The current bull market is up more than 40%, which might feel like a lot, but looking at the four bull markets since 1990 shows they all at least doubled. The bottom line is history tells us to be open to a much longer bull market and potentially large gains along the way.

What is the average return of the stock market in the last 100 years? ›

The average stock market return is about 10% per year for nearly the last century, as measured by the S&P 500 index. In some years, the market returns more than that, and in other years it returns less.

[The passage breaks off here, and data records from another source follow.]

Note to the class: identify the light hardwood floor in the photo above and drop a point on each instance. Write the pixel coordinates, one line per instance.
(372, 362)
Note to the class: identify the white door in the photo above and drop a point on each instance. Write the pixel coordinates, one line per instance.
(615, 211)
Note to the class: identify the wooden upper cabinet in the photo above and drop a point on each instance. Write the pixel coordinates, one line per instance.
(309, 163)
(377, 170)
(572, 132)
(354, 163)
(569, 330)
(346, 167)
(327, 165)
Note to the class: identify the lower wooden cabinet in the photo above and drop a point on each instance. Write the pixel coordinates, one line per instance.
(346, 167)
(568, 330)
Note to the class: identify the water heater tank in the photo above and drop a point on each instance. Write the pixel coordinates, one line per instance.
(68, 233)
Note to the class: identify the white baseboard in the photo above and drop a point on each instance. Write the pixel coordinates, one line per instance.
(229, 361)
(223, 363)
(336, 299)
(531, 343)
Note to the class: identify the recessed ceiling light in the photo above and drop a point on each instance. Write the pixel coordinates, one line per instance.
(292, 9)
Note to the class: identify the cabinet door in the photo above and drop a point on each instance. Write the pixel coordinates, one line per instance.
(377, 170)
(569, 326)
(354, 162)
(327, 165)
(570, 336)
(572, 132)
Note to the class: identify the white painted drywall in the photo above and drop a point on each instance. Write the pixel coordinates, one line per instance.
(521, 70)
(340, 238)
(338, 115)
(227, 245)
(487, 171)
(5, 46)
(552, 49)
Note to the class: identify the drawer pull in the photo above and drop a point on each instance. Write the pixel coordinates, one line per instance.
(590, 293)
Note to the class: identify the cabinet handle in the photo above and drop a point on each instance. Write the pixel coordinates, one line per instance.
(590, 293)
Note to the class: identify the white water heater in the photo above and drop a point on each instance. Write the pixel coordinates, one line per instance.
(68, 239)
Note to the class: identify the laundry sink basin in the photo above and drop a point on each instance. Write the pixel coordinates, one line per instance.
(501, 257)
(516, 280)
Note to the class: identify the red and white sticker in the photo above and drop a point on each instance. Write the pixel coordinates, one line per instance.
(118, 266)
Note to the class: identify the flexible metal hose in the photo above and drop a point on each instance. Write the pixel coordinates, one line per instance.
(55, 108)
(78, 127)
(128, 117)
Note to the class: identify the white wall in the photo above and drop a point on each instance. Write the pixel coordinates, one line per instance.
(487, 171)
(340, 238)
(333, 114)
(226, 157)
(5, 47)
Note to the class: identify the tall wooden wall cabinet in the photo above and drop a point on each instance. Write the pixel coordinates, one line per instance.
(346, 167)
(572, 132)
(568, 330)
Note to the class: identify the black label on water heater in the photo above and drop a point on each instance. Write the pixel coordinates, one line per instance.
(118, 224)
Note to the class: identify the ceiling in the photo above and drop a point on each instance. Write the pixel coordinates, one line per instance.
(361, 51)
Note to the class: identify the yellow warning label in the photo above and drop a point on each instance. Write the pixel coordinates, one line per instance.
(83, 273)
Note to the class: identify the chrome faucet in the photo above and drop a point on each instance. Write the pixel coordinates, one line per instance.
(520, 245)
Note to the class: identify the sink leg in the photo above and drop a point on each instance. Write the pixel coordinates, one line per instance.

What happened to the stock market in 1973 and 1974? ›

In the 694 days between 11 January 1973 and 6 December 1974, the New York Stock Exchange's Dow Jones Industrial Average benchmark suffered the seventh-worst bear market in its history, losing over 45% of its value.

What is the longest running bear market? ›

The longest bear market lingered for three years, from 1946 to 1949. Taking the past 12 bear markets into consideration, the average length of a bear market is about 14 months. How bad has the average bear been? The shallowest bear market loss took place in 1990, when the S&P 500 lost around 20%.

What was the return of the stock market in 2009? ›

The S&P 500 index is a basket of 500 large US stocks, weighted by market cap, and is the most widely followed index representing the US stock market. Bouncing back from the Great Recession, the S&P 500 returned 26.46% in 2009.

What is the stock market rate of return since 2009? ›

Stock market returns since 2009

If you invested $100 in the S&P 500 at the beginning of 2009, you would have about $810.01 at the end of 2024, assuming you reinvested all dividends. This is a return on investment of 710.01%, or 14.70% per year.

What is the historical return of the bull market? ›

The cycle of markets is inevitable, however, bull markets have historically lasted longer than bear markets and recessions. The average Bull Market period lasted 4.9 years with an average cumulative total return of 177.6%. The average Bear Market lasted 1.5 years with an average cumulative loss of -35.1%.

How much has the market returned since 2008? ›

Stock market returns since 2008

This is a return on investment of 403.57%, or 10.40% per year. This lump-sum investment beats inflation during this period for an inflation-adjusted return of about 245.79% cumulatively, or 7.89% per year.